“Better, same, or worse?”
*click click*
“Better? Or just smaller?”
I’m not sure which part about going to the optometrist for a prescription update I hate more. It could be the never-ending exam. Or it might be the bit where I’ve gotta try to decipher the top line of letters on a wall sheet (when I can’t even see the sheet. Or the wall). Then again, it could just be the torture chamber that happens before all’a that – where they projectile launch oxygen bullets into your pupils after making you stare at screen with this ironic combo of a spider silhouette against my favorite color. Wait, no. It’s definitely how they make you go wait for the never-ending exam part after they’ve blasted your gander orbs with the machine that turns the everyday gas you breathe into a weapon of macula destruction.
(“The doctor will see you now. Hah! Get it?!!!”)
The image (which is an apt description of how visually violated I feel after these alleged “glaucoma tests”) calls to mind two questions for me: 1.) Why’s her former cornea/pupil combo look like my heart tattoo? And 2.) How cool would it be to have actual go-go gadget vision? (Ya know, without the oozy skull sludge dripping out?)
Better yet: How cool is it that science is about two years away from exactly that?
Well, not exactly-exactly. I mean, you’re not gonna be doing the cartoon wolfie-at-the-strip-club routine anytime soon. But what is currently in the works is pretty much a bionic eye implant. And while you get the part installed kinda the same way as with cataract surgery (which I brain equate to the “Hostel” scene above anytime I think’a it), once it’s up and running, it helps you see three times better than 20/20 vision. Yes, you read that correctly. They’ve stated that “the eight-minute installation procedure is reportedly painless. It involves injecting the folded lense into your eye where it unfurls to replace your natural lense and correct your vision. There’s also an added benefit in that with these artificial lenses in place, you’ll never develop cataracts.”

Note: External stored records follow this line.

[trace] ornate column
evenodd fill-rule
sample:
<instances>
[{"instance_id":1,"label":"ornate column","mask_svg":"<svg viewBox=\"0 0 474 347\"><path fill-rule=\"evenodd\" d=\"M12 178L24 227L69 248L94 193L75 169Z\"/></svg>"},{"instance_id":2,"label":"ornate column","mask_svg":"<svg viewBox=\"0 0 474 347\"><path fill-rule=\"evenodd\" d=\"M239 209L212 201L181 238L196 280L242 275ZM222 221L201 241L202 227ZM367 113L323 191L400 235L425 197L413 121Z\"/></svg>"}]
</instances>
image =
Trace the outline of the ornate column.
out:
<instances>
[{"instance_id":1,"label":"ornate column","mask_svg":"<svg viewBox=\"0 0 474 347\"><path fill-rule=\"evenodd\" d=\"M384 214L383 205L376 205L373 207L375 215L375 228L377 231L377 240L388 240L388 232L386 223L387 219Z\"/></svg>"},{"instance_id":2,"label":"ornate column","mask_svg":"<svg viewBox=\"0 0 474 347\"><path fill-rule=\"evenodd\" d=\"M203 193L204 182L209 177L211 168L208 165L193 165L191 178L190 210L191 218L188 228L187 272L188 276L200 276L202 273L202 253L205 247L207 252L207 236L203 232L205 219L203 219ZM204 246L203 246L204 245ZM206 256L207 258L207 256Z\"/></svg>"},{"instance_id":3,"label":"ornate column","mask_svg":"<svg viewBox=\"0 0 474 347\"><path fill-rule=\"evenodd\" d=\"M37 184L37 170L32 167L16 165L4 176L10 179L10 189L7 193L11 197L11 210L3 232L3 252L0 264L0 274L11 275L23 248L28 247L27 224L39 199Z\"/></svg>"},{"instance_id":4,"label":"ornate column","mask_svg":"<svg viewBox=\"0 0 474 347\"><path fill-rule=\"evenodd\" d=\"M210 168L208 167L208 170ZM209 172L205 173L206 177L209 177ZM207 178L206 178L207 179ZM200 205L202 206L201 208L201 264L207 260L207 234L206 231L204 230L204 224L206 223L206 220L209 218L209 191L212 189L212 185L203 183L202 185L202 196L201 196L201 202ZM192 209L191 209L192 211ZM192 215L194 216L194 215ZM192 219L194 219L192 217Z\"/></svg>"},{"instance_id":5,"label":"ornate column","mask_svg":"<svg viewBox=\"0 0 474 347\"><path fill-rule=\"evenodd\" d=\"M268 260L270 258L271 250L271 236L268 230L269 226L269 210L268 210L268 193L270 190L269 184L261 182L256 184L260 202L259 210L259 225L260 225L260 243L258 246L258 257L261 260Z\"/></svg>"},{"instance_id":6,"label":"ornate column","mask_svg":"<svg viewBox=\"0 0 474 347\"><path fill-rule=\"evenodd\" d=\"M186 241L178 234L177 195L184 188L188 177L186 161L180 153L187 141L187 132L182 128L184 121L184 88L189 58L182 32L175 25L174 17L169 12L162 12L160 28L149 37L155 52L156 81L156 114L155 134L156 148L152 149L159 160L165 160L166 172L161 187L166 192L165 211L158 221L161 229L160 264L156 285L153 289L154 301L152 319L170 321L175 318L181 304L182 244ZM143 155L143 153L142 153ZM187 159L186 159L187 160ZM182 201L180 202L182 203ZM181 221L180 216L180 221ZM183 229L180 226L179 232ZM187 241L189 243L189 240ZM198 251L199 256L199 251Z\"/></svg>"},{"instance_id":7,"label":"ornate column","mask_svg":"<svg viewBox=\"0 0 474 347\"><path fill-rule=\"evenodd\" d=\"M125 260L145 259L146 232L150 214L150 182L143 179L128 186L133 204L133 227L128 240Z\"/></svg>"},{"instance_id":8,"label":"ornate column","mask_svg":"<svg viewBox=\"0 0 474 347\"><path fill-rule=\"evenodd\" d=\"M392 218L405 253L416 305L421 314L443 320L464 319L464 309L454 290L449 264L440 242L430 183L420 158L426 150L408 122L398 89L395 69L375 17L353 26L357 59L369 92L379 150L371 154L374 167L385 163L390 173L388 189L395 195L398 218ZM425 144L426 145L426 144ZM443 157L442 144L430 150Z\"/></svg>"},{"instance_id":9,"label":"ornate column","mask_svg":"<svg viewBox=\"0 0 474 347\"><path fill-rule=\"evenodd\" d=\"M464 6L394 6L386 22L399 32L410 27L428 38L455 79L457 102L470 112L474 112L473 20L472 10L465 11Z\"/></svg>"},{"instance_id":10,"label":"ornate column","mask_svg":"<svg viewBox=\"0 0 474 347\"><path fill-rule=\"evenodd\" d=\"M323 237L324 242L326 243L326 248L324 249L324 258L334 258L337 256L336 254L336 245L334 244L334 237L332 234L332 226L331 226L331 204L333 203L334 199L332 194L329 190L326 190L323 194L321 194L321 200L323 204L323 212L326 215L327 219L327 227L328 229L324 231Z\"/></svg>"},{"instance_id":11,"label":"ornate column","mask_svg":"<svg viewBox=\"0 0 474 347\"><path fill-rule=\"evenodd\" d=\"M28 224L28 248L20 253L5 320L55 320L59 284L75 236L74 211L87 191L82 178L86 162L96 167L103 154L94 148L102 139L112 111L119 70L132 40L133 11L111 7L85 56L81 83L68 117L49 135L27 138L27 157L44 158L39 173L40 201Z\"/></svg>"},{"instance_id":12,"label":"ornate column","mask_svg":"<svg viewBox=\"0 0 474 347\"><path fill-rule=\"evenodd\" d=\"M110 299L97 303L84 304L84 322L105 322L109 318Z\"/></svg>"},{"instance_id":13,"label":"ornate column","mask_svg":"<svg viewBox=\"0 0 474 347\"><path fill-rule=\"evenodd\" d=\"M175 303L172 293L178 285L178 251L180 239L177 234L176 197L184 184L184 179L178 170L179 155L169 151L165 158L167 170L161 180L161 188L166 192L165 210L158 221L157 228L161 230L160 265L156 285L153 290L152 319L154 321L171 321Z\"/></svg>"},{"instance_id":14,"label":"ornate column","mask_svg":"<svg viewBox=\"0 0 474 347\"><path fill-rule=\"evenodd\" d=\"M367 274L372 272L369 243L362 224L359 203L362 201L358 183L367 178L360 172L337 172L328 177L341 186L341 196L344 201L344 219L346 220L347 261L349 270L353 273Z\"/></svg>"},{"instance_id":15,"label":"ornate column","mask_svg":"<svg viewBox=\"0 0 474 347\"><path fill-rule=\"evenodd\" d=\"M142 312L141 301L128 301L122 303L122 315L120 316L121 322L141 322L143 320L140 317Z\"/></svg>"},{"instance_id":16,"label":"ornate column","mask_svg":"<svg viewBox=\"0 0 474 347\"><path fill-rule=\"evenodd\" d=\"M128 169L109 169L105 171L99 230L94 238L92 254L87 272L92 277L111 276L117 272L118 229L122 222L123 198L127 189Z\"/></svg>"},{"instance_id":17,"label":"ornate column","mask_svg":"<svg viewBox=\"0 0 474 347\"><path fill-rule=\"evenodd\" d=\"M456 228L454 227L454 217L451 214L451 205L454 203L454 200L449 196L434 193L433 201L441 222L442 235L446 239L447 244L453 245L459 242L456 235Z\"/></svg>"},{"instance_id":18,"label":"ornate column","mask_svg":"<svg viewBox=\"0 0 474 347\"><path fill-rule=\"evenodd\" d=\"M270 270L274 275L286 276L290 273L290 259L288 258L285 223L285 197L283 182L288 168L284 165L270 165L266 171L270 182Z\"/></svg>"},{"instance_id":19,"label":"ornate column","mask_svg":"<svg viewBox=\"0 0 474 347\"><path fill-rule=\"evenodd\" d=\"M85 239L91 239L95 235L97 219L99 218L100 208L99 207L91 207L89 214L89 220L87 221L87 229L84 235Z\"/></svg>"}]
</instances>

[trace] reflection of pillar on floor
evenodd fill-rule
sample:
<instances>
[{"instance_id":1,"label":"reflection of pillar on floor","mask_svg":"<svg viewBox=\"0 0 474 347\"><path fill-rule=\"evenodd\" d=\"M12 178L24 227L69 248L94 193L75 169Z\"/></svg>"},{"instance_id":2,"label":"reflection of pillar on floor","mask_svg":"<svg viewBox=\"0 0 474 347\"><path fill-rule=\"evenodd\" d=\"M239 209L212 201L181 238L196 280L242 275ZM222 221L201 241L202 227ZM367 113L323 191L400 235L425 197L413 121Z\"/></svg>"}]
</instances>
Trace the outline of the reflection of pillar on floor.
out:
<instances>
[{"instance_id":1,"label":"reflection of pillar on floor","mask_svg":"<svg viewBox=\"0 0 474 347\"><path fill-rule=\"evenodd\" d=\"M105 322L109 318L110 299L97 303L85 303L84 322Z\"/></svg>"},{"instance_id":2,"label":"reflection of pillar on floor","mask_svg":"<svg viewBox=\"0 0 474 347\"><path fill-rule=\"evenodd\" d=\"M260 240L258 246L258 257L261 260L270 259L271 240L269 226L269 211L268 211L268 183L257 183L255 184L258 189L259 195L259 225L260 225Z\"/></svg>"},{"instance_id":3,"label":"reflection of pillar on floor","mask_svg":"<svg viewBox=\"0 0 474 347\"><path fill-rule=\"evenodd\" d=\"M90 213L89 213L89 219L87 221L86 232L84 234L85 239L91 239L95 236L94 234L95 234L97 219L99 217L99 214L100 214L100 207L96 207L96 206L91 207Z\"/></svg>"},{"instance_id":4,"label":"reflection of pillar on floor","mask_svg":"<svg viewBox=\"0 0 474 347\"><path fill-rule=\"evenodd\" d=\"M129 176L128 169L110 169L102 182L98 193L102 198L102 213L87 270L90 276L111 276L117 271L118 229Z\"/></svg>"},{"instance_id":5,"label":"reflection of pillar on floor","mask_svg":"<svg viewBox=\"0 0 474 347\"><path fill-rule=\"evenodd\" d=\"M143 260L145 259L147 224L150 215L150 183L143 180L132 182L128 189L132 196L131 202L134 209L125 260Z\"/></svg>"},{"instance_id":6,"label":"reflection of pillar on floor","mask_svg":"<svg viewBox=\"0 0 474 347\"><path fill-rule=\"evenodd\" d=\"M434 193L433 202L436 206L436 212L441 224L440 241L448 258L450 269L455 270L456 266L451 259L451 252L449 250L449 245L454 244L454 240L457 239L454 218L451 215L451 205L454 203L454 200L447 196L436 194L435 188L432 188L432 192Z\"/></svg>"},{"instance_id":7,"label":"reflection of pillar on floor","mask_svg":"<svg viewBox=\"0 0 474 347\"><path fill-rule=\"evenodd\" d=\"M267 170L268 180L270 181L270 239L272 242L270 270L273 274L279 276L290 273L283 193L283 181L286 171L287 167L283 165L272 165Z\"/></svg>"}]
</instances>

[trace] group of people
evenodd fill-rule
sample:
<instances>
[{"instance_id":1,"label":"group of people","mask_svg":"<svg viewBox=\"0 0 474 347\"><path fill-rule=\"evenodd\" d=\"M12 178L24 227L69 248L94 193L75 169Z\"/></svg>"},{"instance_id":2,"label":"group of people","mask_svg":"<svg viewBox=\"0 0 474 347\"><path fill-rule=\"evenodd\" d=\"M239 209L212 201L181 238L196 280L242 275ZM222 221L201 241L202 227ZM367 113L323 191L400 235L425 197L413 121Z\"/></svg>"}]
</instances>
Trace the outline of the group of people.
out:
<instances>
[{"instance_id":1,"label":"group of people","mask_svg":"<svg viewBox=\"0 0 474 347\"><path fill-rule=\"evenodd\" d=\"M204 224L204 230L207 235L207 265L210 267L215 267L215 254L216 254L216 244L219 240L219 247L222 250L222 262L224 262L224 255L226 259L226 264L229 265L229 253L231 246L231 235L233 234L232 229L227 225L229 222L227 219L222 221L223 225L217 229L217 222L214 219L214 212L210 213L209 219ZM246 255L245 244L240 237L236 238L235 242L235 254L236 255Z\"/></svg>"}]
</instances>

And there’s yet another amazing bene:
It keeps you at beyond perfect-vision level indefinitely.
(“I guess the jig’s up on my prescriptionless hipster specs…”)
If it’s a success, glasses (had ‘em), contacts (have ‘em), and Lasick (was gonna get it) would be obsolete.
(Not really – some people will be too scared of Superman surgery, I’m sure, making the corrective lens world safe.)
Granted, I’ve always wanted to get Lasick. But the reason I’ve held off on it is ‘cause, like, what if my vision gets bad again? And then they can’t fix it? Now, all of these problems with lenses and less than stellar surgeries will be solved after I fulfill my lifelong dream of morphing into a cyborg. Then starts a new thirty year plan that includes but isn’t limited to going binocular-less birding, improving my golf game (anything would be an improvement when you’ve never played), and then topping it off by getting hired to stand on top of NASA’s roof and work sans so much as a scope. Then, I figure I’ll retire with a nice quiet job on the ocean: being the mermaid hood ornament for a pirate ship who can double as a lookout.
But the best part of all is obvi how I’ll never be assaulted by a fkkng cornea cannon again.